Why do we remember some things and forget others?

Paying attention, says Ullman -- echoing Dr. Johnson -- is the best method of remembering. Frequency helps. For example, if you hear a word often enough, you learn it. And if a piece of information fits neatly into your worldview, he says, it's easier to recall.

If a memory "has significance to us," says Otto H. MacLin, a psychology professor at the University of Northern Iowa, who studies memory and the law, "we tend to remember it better."

George C. Leal, a commercial litigator in San Francisco, was in town recently observing the Libby trial from the back of the courtroom. "What is locked into the cerebral cortex of a witness is sometimes the best evidence and only evidence available to prove a point," he says. Strength of memory "is directly tied to the level of importance to the person who is doing the remembering."

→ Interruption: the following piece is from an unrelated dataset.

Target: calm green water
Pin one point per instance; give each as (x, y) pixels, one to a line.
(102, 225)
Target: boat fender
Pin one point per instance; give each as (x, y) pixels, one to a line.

Not paying attention can be humiliating. We ask someone about her father only to be reminded that he died several years ago. And we were at the funeral. We have to be introduced to the same person every time we meet them. The vice president tells us something and we forget it. But we remember distinctly what Tim Russert of NBC's "Meet the Press" tells us.

Why do we embellish memories?

Memory is a malleable thing. We have all strata of memories -- good, bad, vivid, vague, distinct, distant. There are those who believe that some memories are repressed and recovered; others believe that those memories are imagined.

Memory, according to Oscar Wilde, "is the diary that we all carry about with us." And our memories are just that -- ours.

Authors of memoirs have made millions. Frank McCourt's "Angela's Ashes" and Elizabeth Kim's "Ten Thousand Sorrows" were challenged as being factually imprecise. Imprecision, however, seems different from James Frey's "A Million Pieces," based on his remembrances of the lowlife. After selling several million copies he admitted he had made up large parts of it. Some embellishment of memory is a natural desire. To make a better story and, memory researchers say, to fill in blanks.